Just feeling as though you have others to open up to is a Godsend. And being able to share advice, stories, laughs and even tears is what the term support is all about.

And chances are the support will not only be limited to the 'meetings,' but go beyond  with lunch dates and get togethers etc...

This sense of security in support with a group of others living similar lifestyles makes it a bit easier to fight through each day as we can confide in one another when times are rougher than others. Knowing that someone is only a text or call away who understands is reassuring especially if you find yourself in a tough spot like in the hospital or unable to attend meetings in person. A random phone call/text to check in or send good thoughts our way in some of our more challenging moments with the disease.



The compassion and genuine support within the boundaries of these groups of individuals is important in the lives of many with these disorders. Often times outside these realms, friendships are not formed on the basis of illness and the lack of understanding/knowledge isn't always the best.

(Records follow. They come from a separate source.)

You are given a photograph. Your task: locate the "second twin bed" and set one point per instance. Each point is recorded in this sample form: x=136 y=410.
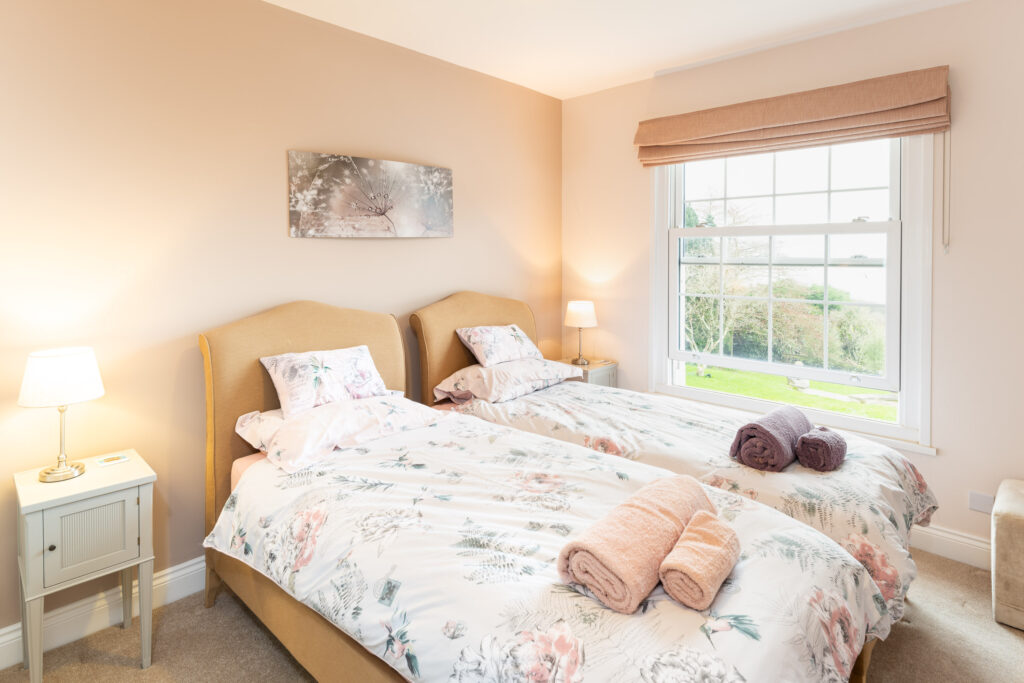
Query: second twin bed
x=867 y=506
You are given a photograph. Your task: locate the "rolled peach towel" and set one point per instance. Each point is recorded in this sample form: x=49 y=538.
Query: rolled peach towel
x=619 y=556
x=701 y=560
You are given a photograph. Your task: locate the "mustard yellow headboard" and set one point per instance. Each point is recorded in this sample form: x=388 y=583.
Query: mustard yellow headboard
x=440 y=350
x=237 y=383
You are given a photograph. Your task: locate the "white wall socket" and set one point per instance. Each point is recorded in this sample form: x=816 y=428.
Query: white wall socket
x=980 y=502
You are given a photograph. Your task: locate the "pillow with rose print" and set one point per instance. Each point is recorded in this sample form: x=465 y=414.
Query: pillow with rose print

I truly believe when we all seek out a support group or others suffering like us, we are looking for the same thing; non-judgemental support and a place where we feel welcomed with open arms. There is no need to wonder if you truly 'belong' there. And when you leave there, you aren't left holding back tears, but relieved. You shouldn't have to worry about other's making comments about your illness or snide remarks.

That is how I view support in my mind...

This is one of the very first things that I found myself searching for when I was diagnosed back in November of 2007. I was simply looking for someone who knew somewhat how I was feeling and understood the difficulties of these kind of diseases. That's all I wanted and will always be in search of.


And one of the first places I found it wasn't in person, but through social-networking sites like 'myspace' and facebook. I am so very thankful for some of the first sufferers that I met this way. And more recently the ones i've met in person.



I have met so many, that I can't even name names, but you surely know who you are. No words, will ever will ever be enough to say thank you for 'being' there for me, especially in the last year and a half at my sickest.